Research paper by Charis W L CW Ng, Nan N Luo, Bee Hoon BH Heng

Indexed on: 30 May '14Published on: 30 May '14Published in: Quality of life research : an international journal of quality of life aspects of treatment, care and rehabilitation



Abstract

Latent class analysis (LCA), a statistical method for identifying latent classes within a population using multiple indicators, has been used to study the heterogeneity of health among the elderly. We aim to identify health status profiles of older adults using LCA and examine the socio-demographic characteristics associated with each profile.A community health survey of residents ≥60 years was conducted in Marine Parade, Singapore. We performed LCA on seven health indicators (number of chronic conditions, activities of daily living (ADL) dependency, pain, depression, cognition, social isolation, and frequency of socialising) to identify distinct classes of health status profiles. Multivariable logistic regression was conducted to examine the socio-demographic characteristics associated with each profile.Of the 2,444 elderly interviewed, we identified two health status profiles: "Health at risk" (n = 465, 19.0 %), and "Relatively healthy" (n = 1,979, 81.0 %).

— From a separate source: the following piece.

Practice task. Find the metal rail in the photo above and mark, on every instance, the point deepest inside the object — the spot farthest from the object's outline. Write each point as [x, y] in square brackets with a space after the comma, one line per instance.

The "Health at risk" profile was characterised by high probabilities of 3+ chronic conditions (λ = 0.63), at least one basic/instrumental ADL dependency (λ = 0.56), moderate/extreme pain (λ = 0.55), cognitive impairment (λ = 0.29), depressive symptoms (λ = 0.29), social isolation (λ = 0.27), and infrequent socialisation (λ = 0.61). Individuals who were older (65-74, 75-84, and 85+ years), females, of non-Chinese ethnicity (Indian, Malay, and Others), had primary and lower education, and were unemployed/not employed were more likely to be "Health at risk".Using LCA, we identified two distinct health status profiles which accounted for the heterogeneity of the elderly population. Selected socio-demographic characteristics were associated with different profiles and provide implications for the structuring of future public health interventions targeting the older population.